37カ国に由来する腸内マイクロバイオームデータを用いて主成分分析を行った結果、日本人の腸内マイクロバイオームは、主に欧米諸国などの高所得国の集団が含まれるクラスターに位置づけられました(図1A)。このクラスターは、比較的バクテロイデス(Bacteroides)属が多く、プリボテラ(Prevotella)属が少ないという特徴を持つことが知られており、日本人の腸内マイクロバイオームも同様の構成を示しました(図1B)。さらに、国間比較に基づく統計解析を行うことで、日本人において有意に多い、あるいは少ない腸内細菌属を多数同定しました(図1C)。

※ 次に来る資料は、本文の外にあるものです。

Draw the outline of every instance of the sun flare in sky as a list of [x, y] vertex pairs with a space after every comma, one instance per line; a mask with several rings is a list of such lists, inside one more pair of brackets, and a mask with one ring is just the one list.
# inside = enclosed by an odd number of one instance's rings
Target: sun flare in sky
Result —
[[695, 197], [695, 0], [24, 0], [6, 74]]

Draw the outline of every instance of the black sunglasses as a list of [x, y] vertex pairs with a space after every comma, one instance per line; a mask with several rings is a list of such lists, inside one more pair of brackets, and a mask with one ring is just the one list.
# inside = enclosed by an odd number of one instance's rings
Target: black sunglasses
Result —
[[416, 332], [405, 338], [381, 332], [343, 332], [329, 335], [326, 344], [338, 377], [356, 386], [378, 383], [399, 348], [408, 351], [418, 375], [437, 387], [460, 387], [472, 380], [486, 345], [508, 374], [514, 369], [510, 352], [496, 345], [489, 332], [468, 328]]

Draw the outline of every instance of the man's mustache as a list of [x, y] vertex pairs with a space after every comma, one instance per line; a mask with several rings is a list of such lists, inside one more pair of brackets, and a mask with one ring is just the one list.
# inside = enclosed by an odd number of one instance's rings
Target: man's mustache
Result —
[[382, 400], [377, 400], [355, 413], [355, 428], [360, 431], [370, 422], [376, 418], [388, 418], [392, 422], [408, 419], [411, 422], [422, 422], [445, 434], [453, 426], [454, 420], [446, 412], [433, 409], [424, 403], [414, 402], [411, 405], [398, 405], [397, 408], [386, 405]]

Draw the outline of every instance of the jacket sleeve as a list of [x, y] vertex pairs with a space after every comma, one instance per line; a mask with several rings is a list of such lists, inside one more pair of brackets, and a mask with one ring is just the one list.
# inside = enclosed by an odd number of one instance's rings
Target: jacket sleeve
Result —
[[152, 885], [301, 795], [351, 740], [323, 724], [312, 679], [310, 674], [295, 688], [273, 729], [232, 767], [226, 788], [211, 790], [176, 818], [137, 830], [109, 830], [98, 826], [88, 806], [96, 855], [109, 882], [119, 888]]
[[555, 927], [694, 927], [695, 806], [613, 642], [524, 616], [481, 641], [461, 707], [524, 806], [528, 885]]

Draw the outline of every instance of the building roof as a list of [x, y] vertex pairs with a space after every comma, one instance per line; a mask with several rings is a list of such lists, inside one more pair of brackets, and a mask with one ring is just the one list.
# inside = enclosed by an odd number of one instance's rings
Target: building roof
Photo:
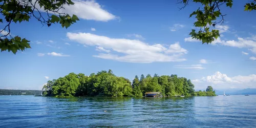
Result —
[[145, 94], [158, 94], [159, 93], [161, 93], [161, 92], [146, 92]]

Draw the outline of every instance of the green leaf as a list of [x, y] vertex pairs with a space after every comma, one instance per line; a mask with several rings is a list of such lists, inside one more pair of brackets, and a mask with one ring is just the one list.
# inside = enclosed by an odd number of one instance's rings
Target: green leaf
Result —
[[78, 17], [77, 17], [77, 16], [75, 15], [72, 15], [72, 19], [73, 20], [79, 20], [79, 19], [78, 18]]
[[70, 23], [68, 22], [66, 22], [65, 23], [65, 27], [66, 28], [68, 28], [70, 25], [71, 25], [71, 24], [70, 24]]
[[20, 16], [20, 15], [21, 15], [21, 14], [20, 13], [18, 13], [16, 14], [15, 17], [14, 18], [14, 19], [18, 19], [19, 18], [19, 17]]
[[8, 49], [8, 47], [7, 47], [7, 46], [4, 45], [3, 45], [1, 47], [0, 47], [0, 49], [1, 49], [1, 52], [6, 51], [6, 50]]
[[51, 22], [52, 23], [54, 23], [55, 22], [58, 23], [59, 22], [59, 20], [60, 19], [59, 17], [54, 15], [52, 15], [52, 16], [51, 16], [51, 17], [52, 18], [52, 19], [51, 19]]
[[20, 37], [18, 37], [18, 36], [16, 36], [14, 37], [14, 39], [16, 40], [16, 41], [20, 41], [20, 39], [22, 39], [22, 38], [20, 38]]

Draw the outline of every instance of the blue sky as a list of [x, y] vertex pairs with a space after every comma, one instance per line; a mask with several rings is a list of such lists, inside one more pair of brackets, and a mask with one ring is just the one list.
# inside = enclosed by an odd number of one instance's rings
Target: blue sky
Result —
[[130, 80], [178, 74], [196, 89], [256, 88], [256, 14], [243, 11], [246, 2], [223, 6], [226, 21], [216, 26], [221, 37], [202, 45], [188, 35], [195, 21], [189, 15], [199, 5], [179, 10], [177, 1], [75, 1], [63, 11], [80, 20], [67, 29], [34, 19], [11, 25], [11, 34], [31, 40], [32, 48], [0, 53], [0, 89], [40, 89], [70, 72], [109, 69]]

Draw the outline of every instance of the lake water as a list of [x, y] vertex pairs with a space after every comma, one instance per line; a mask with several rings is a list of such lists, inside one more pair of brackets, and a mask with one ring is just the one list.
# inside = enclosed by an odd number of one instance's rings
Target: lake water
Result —
[[0, 96], [0, 127], [256, 127], [256, 95], [56, 98]]

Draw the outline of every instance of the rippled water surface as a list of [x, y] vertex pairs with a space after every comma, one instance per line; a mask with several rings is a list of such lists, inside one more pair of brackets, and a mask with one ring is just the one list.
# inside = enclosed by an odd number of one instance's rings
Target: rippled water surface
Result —
[[256, 127], [256, 95], [179, 98], [0, 96], [0, 127]]

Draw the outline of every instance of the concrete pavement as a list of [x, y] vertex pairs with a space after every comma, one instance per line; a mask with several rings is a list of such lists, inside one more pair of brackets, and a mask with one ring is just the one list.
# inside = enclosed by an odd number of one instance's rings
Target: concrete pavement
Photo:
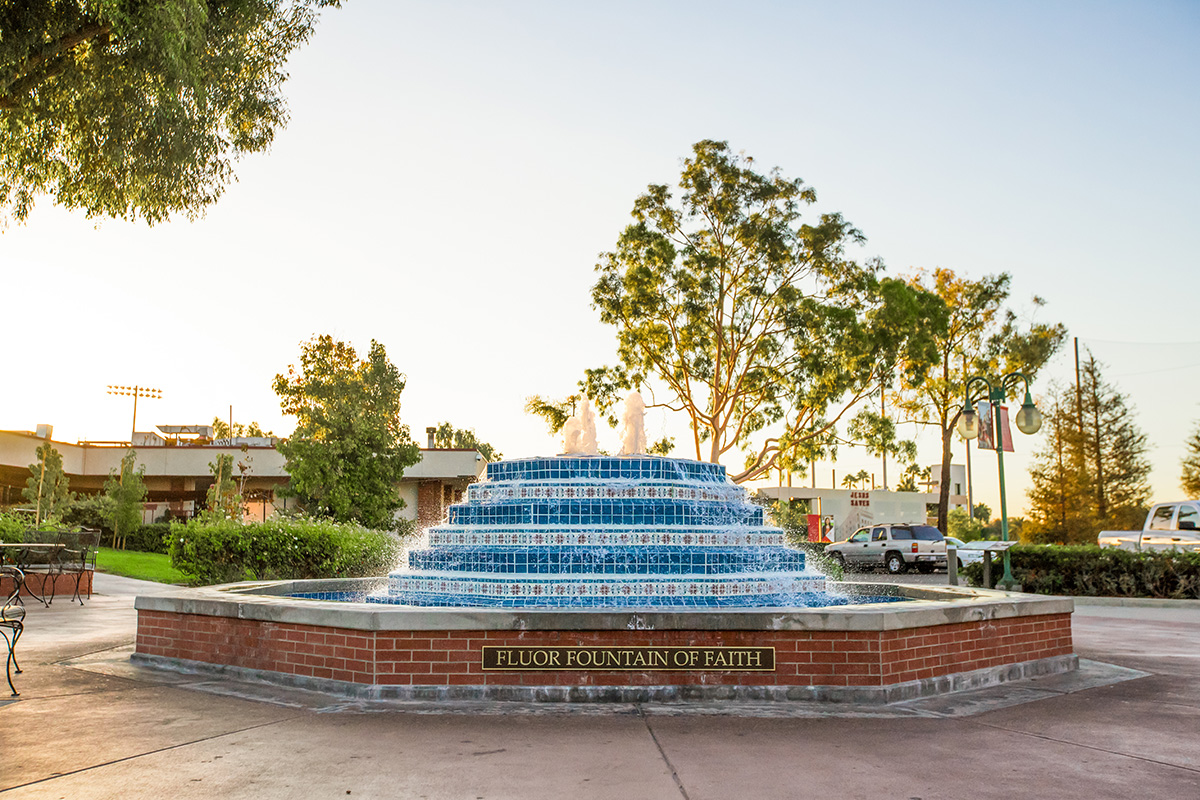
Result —
[[1194, 607], [1080, 604], [1079, 675], [920, 703], [446, 709], [133, 667], [139, 588], [30, 604], [4, 798], [1200, 796]]

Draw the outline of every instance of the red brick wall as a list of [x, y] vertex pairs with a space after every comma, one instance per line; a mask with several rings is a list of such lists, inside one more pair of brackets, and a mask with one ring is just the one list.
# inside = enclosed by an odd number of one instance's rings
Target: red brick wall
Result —
[[[773, 646], [775, 672], [484, 672], [482, 645]], [[1070, 615], [906, 631], [356, 631], [138, 612], [137, 651], [378, 685], [888, 686], [1072, 652]]]
[[422, 528], [442, 522], [444, 491], [438, 481], [422, 481], [416, 487], [416, 522]]

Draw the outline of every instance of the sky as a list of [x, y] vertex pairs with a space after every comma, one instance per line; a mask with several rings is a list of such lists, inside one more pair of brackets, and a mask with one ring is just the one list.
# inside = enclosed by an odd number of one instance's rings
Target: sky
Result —
[[[232, 405], [286, 434], [272, 378], [330, 333], [386, 347], [418, 441], [451, 421], [506, 457], [558, 452], [523, 404], [614, 360], [598, 254], [648, 184], [721, 139], [814, 187], [809, 218], [844, 213], [889, 275], [1010, 272], [1015, 311], [1106, 365], [1151, 500], [1176, 498], [1200, 420], [1198, 41], [1195, 2], [348, 0], [289, 62], [289, 125], [203, 218], [43, 199], [0, 233], [0, 428], [127, 439], [132, 403], [106, 386], [138, 384], [162, 390], [139, 431]], [[688, 440], [678, 419], [647, 428]], [[1020, 513], [1042, 437], [1014, 435]], [[991, 462], [973, 456], [974, 493], [996, 510]], [[882, 473], [842, 449], [817, 485], [859, 469]]]

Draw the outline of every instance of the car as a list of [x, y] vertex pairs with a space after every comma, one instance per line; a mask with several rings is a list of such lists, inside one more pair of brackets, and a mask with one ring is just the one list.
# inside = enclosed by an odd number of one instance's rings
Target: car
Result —
[[959, 569], [967, 564], [983, 564], [983, 551], [971, 548], [966, 542], [955, 536], [946, 537], [947, 547], [958, 548]]
[[826, 547], [826, 555], [847, 570], [882, 566], [892, 575], [914, 566], [932, 572], [946, 566], [946, 542], [942, 531], [917, 523], [877, 523], [860, 528], [844, 542]]
[[1100, 547], [1133, 553], [1193, 551], [1200, 553], [1200, 500], [1159, 503], [1146, 515], [1141, 530], [1102, 530]]

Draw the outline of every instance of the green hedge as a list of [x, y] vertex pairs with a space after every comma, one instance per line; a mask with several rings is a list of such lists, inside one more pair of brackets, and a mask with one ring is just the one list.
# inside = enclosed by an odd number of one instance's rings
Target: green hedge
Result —
[[[1025, 591], [1084, 597], [1200, 597], [1200, 553], [1130, 553], [1096, 545], [1018, 545], [1013, 577]], [[1002, 575], [992, 559], [992, 579]], [[962, 572], [983, 585], [983, 565]]]
[[170, 563], [193, 584], [385, 576], [401, 549], [395, 533], [330, 519], [170, 524]]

本研究で特に注目したのは、日本人の腸内にビフィズス菌(Bifidobacterium属)が豊富に存在するという特徴です(図1C)。各国の食生活や遺伝的背景を考慮した比較解析の結果、このビフィズス菌の豊富さは、牛乳の摂取量と、非欧米系集団に多く見られる「成人期に乳糖分解酵素を持たない」遺伝的背景との相互作用に密接に関連していることが明らかとなりました(図2)。多くの日本人では、牛乳に含まれる乳糖を小腸で完全に分解できず、一部が大腸まで届きます。この乳糖が、ビフィズス菌にとって重要な栄養源となり、腸内での増殖を促していると考えられます。一方、多くの欧米人は成人後も乳糖を分解することができるため、牛乳を摂取してもビフィズス菌の増加にはつながりにくいと考えられます。
興味深いことに、日本では第二次世界大戦後に学校給食などを通じて牛乳の摂取量が増加しました。この「乳糖を分解しにくい遺伝的背景」と「比較的近代に増えた牛乳摂取習慣」という組み合わせが、現在の日本人の腸内におけるビフィズス菌の多さを形作っている可能性が示唆されます。

図2:ビフィズス菌の量、牛乳摂取量、乳糖分解遺伝子との関連
各国におけるビフィズス菌の平均的な存在量と、1人あたりの牛乳摂取量との関係。国は先行研究に基づき乳糖を分解できる体質(乳糖耐性)の有無で分類されている。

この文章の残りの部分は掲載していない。